The move is sure to be controversial, however, all the more so since Google left China eight years ago at least partly because it couldn’t abide the censorship of its search results by the Chinese government.

The reported cloud talks come on the heels just two days ago of a report by The Intercept that the company is creating a potential censorship-compliant search service for China. That report was leaked because some employees were angry that Google might agree to censorship of results. Another report from The Information said Google is also developing a compliant Chinese news aggregation app.

It’s not yet clear whether any of these plans, including a cloud offering, will actually come to pass. With trade tensions high between the U.S. and China thanks to President Trump’s recent imposition of tariffs, all bets are off on many a deal between businesses in the two countries.

It’s also possible the talks are preliminary and might not result in deals. Google declined to comment on the report.

Still, Google might skirt some of the ethical or at least political issues with a cloud service, particularly because it reportedly would work with partners. That’s what other cloud providers such as Amazon Web Services Inc. are required to do, and there’s no reason to think Google would be an exception. As Bloomberg noted, China requires data to be stored in the country. “Under any realistic scenario, Google would be a junior partner to a Tencent, Alibaba or other China-based cloud computing provider when operating in that country,” Kobielus said.

Indeed, AWS’ experience provides some clues to challenges that Google Cloud might face. Amazon partner Beijing Sinnet Technology Co., for instance, reportedly emailed Amazon’s Chinese customers in 2017 asking them to remove virtual private networks and other tools that can be used to circumvent the country’s heavily policed internet. At the time, Beijing Sinnet said it was responding to a request from China’s public security and industry and information technology ministries to enforce the rules.
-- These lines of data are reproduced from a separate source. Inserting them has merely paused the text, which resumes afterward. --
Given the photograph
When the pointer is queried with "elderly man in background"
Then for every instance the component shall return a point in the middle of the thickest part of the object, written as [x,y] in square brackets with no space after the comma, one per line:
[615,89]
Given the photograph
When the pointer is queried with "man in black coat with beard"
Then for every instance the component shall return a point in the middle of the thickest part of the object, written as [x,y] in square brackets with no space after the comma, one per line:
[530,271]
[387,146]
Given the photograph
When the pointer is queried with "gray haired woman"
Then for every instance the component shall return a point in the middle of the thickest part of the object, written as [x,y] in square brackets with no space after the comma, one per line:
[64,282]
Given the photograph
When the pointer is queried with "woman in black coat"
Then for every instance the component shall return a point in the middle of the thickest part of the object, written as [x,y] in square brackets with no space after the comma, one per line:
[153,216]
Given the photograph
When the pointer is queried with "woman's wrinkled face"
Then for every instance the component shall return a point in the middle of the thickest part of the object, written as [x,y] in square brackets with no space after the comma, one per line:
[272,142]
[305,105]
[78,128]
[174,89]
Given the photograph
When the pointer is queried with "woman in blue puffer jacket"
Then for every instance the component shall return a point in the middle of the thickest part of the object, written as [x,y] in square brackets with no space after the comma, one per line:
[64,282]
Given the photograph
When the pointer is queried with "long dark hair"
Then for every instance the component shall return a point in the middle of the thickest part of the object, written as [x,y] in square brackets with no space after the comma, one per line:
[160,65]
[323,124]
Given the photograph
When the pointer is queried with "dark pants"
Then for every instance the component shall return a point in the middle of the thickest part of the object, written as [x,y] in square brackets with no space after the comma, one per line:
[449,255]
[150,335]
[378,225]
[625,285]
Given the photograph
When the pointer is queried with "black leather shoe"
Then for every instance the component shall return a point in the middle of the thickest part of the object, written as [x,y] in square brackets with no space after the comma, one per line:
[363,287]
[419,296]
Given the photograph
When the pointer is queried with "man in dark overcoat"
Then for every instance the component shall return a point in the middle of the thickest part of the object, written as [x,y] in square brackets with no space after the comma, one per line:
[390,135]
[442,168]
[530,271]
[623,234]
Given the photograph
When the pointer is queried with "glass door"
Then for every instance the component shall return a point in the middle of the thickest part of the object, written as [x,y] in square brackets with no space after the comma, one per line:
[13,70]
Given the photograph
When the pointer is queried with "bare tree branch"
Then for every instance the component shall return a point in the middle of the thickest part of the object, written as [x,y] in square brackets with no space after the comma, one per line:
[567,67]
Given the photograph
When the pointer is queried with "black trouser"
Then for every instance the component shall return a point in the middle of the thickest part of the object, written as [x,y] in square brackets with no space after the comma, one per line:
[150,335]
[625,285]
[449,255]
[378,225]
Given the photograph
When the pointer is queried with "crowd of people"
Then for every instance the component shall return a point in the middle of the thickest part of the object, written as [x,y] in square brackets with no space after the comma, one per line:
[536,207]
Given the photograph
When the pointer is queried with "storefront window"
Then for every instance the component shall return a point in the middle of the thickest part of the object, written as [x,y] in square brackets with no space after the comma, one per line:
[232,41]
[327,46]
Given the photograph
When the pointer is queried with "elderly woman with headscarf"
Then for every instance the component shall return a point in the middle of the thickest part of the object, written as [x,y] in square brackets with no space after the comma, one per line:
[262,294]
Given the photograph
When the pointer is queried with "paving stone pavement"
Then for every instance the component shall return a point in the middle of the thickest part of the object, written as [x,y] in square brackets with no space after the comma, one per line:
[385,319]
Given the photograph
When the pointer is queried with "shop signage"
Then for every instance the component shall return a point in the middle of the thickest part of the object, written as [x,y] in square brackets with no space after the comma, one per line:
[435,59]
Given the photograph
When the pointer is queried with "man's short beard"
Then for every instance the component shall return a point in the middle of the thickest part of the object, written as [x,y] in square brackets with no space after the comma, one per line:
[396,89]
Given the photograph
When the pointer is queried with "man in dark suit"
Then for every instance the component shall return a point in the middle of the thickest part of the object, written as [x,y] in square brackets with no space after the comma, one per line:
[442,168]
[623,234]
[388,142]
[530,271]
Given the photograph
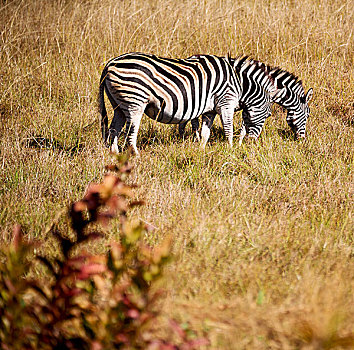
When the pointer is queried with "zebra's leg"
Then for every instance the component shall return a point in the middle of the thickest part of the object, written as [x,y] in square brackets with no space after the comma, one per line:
[207,122]
[115,129]
[181,128]
[243,132]
[227,119]
[134,116]
[195,128]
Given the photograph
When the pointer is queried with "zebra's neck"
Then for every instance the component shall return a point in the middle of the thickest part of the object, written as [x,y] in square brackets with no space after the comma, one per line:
[283,87]
[289,88]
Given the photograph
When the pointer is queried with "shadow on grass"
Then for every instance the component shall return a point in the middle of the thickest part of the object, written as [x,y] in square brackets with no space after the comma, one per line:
[41,142]
[286,134]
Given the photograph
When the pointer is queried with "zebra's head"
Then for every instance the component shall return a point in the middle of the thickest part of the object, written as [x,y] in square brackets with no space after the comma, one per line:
[298,109]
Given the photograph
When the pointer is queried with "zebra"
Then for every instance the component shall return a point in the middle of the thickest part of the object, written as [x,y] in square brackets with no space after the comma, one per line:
[167,90]
[262,86]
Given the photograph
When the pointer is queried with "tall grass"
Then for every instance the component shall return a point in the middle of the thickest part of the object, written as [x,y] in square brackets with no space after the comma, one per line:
[263,233]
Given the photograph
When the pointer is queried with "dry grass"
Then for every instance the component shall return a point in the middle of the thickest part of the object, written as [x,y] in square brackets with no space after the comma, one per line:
[263,233]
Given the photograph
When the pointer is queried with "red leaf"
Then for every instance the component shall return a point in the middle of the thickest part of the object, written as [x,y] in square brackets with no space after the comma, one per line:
[133,313]
[17,236]
[90,269]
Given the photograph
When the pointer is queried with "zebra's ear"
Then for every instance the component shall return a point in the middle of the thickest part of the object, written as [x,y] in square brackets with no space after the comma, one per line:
[309,95]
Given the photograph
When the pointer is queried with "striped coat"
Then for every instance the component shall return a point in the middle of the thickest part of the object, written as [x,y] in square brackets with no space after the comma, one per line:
[170,91]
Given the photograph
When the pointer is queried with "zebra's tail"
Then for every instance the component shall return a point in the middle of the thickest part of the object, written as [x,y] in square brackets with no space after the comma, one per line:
[102,107]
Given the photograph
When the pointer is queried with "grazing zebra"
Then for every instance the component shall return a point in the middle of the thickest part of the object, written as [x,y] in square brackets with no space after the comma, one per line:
[262,86]
[170,91]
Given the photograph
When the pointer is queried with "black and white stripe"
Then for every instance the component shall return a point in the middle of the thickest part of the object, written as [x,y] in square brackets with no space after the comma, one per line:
[262,86]
[168,90]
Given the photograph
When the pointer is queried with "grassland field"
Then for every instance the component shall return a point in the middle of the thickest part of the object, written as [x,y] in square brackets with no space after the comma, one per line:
[263,234]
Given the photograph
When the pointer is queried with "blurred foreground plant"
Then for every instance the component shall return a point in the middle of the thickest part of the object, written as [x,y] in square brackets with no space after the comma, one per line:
[88,301]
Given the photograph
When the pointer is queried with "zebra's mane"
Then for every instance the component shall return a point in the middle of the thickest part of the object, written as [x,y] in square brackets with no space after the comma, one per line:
[277,75]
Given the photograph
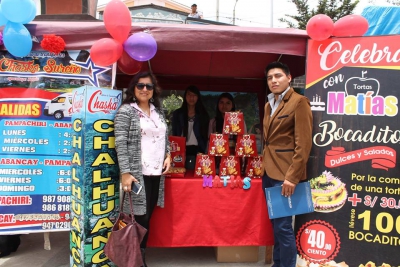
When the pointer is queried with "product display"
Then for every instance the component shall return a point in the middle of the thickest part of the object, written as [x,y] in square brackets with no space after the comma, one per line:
[229,166]
[218,145]
[178,151]
[328,192]
[233,123]
[254,167]
[246,146]
[205,165]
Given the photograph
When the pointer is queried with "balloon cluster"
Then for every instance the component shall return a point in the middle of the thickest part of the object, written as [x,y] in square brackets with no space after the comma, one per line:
[128,52]
[320,27]
[14,14]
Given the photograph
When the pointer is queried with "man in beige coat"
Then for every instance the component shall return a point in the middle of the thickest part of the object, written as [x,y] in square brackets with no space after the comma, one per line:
[287,144]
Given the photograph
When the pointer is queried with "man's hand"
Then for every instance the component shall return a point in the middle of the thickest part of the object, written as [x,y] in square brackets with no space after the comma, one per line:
[288,188]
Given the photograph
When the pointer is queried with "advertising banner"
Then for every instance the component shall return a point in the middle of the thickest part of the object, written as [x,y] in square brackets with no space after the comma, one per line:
[353,86]
[35,123]
[94,174]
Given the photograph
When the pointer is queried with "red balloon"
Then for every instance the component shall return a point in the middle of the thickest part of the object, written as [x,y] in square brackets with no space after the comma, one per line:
[128,65]
[106,52]
[350,25]
[319,27]
[117,20]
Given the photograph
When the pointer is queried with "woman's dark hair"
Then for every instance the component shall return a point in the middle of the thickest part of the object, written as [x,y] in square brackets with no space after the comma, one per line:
[130,92]
[219,119]
[200,111]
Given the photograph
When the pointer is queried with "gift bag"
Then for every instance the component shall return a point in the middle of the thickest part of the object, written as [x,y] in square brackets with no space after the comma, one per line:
[246,146]
[218,145]
[230,165]
[233,123]
[123,245]
[205,165]
[254,167]
[178,150]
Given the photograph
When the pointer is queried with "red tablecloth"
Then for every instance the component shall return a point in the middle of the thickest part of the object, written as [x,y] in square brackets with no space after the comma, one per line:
[197,216]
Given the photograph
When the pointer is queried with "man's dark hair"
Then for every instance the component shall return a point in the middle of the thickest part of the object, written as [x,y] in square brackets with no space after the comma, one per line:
[277,65]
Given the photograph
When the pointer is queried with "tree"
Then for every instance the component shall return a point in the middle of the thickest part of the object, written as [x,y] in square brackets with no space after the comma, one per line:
[335,9]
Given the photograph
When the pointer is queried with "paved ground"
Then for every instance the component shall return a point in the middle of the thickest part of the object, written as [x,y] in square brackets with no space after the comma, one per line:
[32,253]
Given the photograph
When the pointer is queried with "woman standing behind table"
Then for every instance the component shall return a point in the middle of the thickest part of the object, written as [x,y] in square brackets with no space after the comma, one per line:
[225,103]
[142,146]
[191,121]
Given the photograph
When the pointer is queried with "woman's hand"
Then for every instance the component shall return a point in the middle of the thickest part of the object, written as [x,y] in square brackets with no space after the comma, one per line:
[167,164]
[126,180]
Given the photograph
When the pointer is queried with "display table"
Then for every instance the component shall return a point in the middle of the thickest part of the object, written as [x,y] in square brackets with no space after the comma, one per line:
[197,216]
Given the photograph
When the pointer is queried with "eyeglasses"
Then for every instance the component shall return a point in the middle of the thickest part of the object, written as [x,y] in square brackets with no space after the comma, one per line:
[149,86]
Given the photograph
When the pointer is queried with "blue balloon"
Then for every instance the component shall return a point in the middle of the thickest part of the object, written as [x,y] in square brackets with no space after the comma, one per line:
[17,39]
[3,19]
[18,11]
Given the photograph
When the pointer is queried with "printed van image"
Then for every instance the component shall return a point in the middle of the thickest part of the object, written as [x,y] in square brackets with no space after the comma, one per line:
[59,107]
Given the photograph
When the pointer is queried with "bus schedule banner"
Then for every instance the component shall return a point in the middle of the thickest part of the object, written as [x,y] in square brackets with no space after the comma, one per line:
[353,87]
[35,124]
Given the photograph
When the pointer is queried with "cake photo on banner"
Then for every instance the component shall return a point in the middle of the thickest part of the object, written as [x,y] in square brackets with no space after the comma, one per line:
[353,86]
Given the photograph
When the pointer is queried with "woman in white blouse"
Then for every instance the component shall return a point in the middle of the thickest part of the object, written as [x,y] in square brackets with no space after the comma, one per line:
[142,146]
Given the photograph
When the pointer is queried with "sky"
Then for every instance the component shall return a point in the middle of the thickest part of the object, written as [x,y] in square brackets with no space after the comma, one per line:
[254,13]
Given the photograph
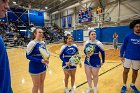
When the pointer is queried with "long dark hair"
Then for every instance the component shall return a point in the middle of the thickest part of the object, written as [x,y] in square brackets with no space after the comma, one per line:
[90,33]
[66,37]
[34,32]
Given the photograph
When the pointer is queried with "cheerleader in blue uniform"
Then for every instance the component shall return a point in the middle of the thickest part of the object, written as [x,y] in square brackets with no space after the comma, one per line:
[37,65]
[93,63]
[5,77]
[66,52]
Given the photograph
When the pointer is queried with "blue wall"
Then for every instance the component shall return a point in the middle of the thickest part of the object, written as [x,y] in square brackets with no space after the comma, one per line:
[36,17]
[106,34]
[15,14]
[78,35]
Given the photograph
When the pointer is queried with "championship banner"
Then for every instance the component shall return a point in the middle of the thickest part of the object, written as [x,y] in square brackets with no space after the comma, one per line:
[69,21]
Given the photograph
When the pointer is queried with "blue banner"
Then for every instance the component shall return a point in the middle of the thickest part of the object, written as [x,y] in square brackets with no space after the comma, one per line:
[69,21]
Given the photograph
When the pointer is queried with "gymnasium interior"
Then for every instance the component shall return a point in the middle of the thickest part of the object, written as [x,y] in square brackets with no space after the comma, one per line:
[57,17]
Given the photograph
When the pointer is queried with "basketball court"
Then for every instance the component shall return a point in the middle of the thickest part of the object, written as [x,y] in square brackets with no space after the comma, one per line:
[110,75]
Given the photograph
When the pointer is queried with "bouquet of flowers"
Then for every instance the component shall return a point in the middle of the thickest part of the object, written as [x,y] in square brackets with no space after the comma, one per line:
[45,53]
[89,51]
[74,60]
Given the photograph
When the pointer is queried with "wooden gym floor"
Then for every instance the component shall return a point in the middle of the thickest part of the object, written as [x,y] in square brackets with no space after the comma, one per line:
[110,75]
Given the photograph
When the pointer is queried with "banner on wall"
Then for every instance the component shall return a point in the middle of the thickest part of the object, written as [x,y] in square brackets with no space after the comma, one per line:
[63,22]
[69,21]
[86,15]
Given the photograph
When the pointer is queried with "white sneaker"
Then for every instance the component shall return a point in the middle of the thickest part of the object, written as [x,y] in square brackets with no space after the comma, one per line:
[95,90]
[72,90]
[67,90]
[88,90]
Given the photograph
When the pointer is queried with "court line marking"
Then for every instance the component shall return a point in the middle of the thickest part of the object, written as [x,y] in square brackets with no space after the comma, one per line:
[99,75]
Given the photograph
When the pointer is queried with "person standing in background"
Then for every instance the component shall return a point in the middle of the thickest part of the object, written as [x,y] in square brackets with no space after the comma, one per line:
[37,65]
[93,62]
[130,55]
[115,40]
[5,78]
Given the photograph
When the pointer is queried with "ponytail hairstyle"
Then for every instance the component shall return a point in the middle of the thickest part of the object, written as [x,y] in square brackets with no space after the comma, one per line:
[66,37]
[90,33]
[34,32]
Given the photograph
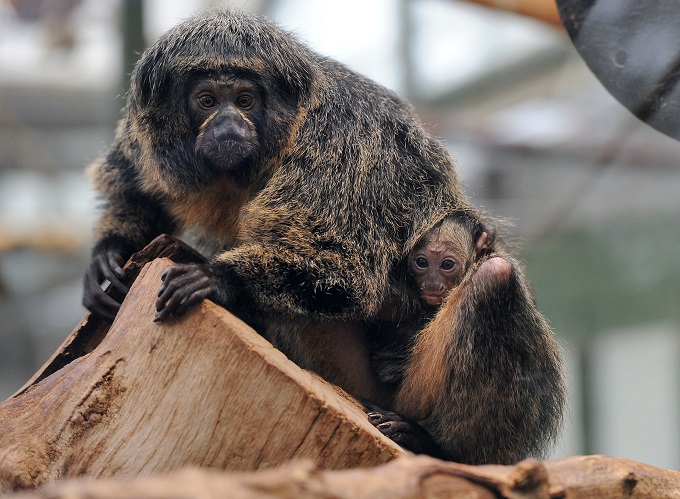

Bowing to Chinese law back in November, Amazon.com Inc. sold some physical infrastructure for its cloud computing operation in China to Beijing Sinnet under a law the country passed earlier in 2017. That allowed AWS to keep providing cloud services to hundreds or thousands of Chinese companies.

Still, the reality is that China’s public cloud market remains dominated by local players such as Alibaba Group Holding Ltd.’s cloud computing arm Alibaba Cloud, Baidu Inc. and Tencent.

Google has been making other moves in China as well, building a cloud data center region in Hong Kong this year and opening an artificial intelligence research center in Beijing in January. It made the announcement of its Google AI China Center, its first such center in Asia, at its Google Developer Days event in Shanghai in December.

The company also has been trying to push use of its TensorFlow AI tools in China, following earlier moves to ease back into China on a number of fronts, including making its Translate app available there in March. Moreover, in early December, according to Reuters, Pichai (pictured) appeared at a conference run by the Cyberspace Administration of China, the country’s top internet regulator, to talk about the potential of AI. And earlier last year, Google’s AlphaGo AI famously beat No. 1 Go player Ke Jie at the Future of Go Summit in Wuzhen, China.

“My sense is that Google is still playing a ‘land and expand’ strategy in China, retaining a foothold there with its cash cow in order to have a base from which various Alphabet/Google products/service businesses might be grown,” Kobielus added. “Leveraging its rich AI portfolio, Google/Alphabet might opt to seek out intelligent robotics, autonomous vehicles and other hot markets in China where it might license or partner in many lucrative contexts.”